The highlight for me was the woman whose deceased grandmother came through, whereupon Colin said "she was a very sweet lady, wasn't she?", prompting the instant reply of "No". So she was clearly a nasty piece of work, but that didn't stop Colin, who claimed that she may not have always seemed sweet, but she was when you got to know her.

I also enjoyed his question to a lady "Was a scythe important to this person?", which produced an instant 'no', whereupon Colin immediately said "oh, I must be getting a new connection coming through" (presumably the Grim Reaper), and promptly broke for the interval.

But anyway, it was enjoyable evening (in a funfair showman kind of a way), and I got to meet Mel, a friend of Lisa's who, I hasten to add, is alive, not dead.

Earlier in the day we'd been to the Kemp Town Brasserie for a lunch of posh burgers and sardines with their heads on, before embarking on a birthday outing to B & Q. But perhaps the highlight of the day was the news that Lisa's mother has been asked out on a date by an 80 year old man.

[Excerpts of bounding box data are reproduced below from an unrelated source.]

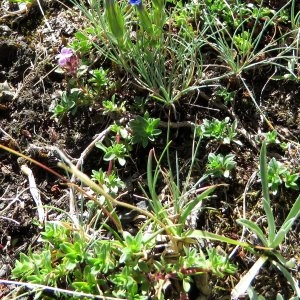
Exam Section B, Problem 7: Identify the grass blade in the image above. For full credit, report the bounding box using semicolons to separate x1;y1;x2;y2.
259;141;275;243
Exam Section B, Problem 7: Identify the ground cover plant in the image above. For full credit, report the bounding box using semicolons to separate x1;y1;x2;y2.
0;0;300;299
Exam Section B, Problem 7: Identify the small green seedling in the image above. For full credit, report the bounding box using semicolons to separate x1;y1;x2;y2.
129;112;161;147
206;153;236;178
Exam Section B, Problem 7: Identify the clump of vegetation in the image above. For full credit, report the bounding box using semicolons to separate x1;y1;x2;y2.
3;0;300;299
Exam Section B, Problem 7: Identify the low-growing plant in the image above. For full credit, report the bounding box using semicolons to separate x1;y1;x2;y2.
268;157;299;195
129;112;161;148
196;117;241;145
231;141;300;299
206;153;236;178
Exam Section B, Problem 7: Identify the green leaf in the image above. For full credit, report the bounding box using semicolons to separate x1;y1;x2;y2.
259;141;275;242
270;218;296;248
178;186;215;224
237;219;269;246
272;260;300;297
182;230;251;249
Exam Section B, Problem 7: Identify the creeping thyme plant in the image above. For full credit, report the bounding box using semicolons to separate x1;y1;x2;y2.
4;0;300;299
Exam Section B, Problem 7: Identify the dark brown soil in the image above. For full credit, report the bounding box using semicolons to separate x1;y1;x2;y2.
0;0;300;299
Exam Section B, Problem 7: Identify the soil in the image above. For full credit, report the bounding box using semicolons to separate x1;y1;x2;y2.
0;0;300;299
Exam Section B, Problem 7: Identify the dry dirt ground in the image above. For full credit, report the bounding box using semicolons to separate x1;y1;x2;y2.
0;0;300;299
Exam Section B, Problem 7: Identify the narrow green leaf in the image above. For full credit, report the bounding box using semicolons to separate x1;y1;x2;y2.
272;260;300;297
237;219;269;247
183;230;251;249
270;218;296;248
178;186;215;224
282;195;300;226
263;198;276;244
259;141;275;242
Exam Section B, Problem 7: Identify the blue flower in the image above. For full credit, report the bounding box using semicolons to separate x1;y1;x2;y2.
129;0;142;5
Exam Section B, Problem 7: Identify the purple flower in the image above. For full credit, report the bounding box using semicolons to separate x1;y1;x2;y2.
56;47;79;74
129;0;142;5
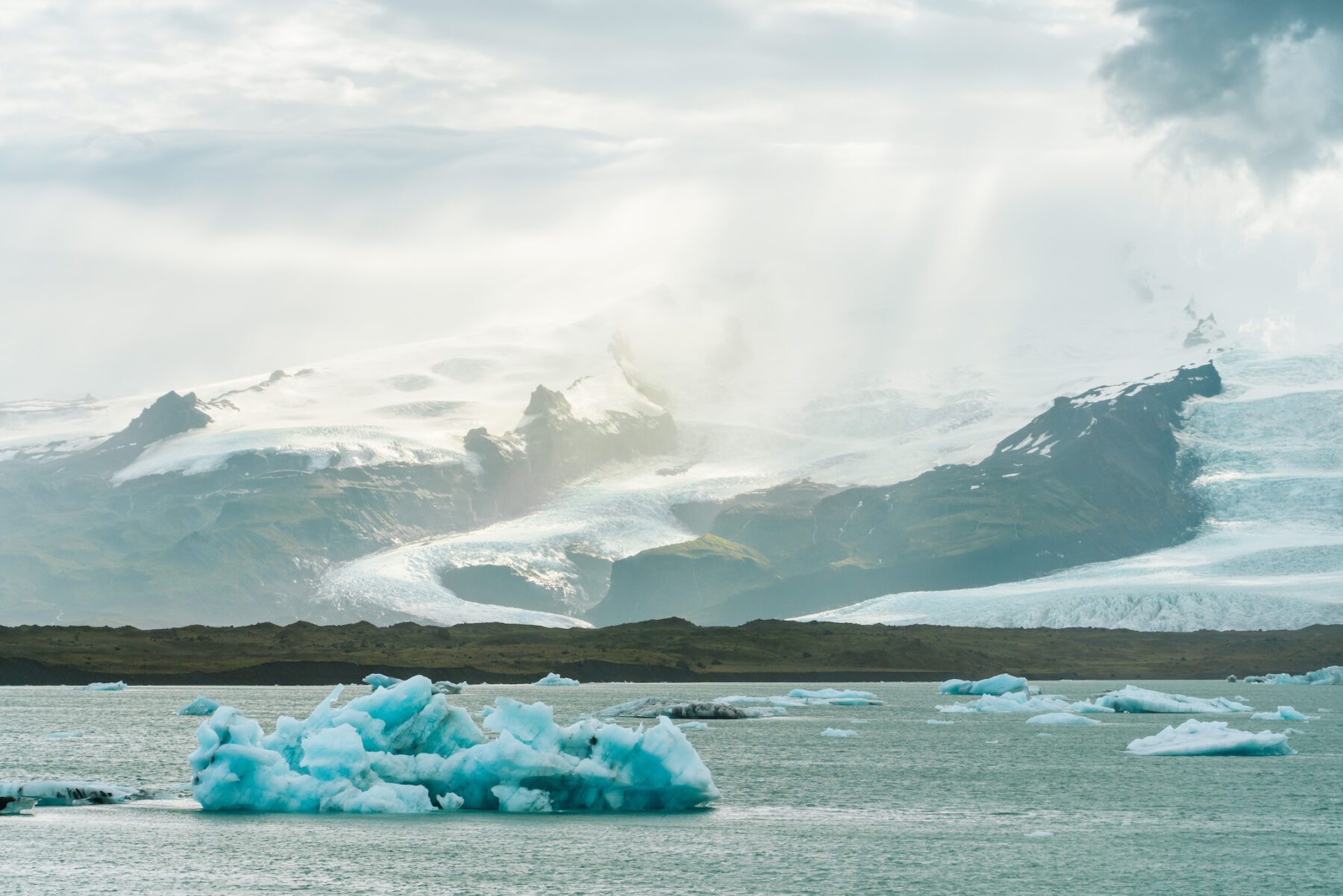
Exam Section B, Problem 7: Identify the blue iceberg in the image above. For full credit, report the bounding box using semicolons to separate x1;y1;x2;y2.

The amorous octagenarian is known as Doug (presumably because he buried his wife), lives in the flat below, and as part of his strategy to persaude Lisa's Mum to accompany him to the pictures, mentioned that he has money. And a disabled sticker for his car.

So here we have a potential father-in-law with a flat, a large bank balance, a weak heart (I'm guessing), and the facility to park wherever he likes in Brighton town centre.

And Lisa's Mum said no. Honestly, I need to have a serious word with that woman.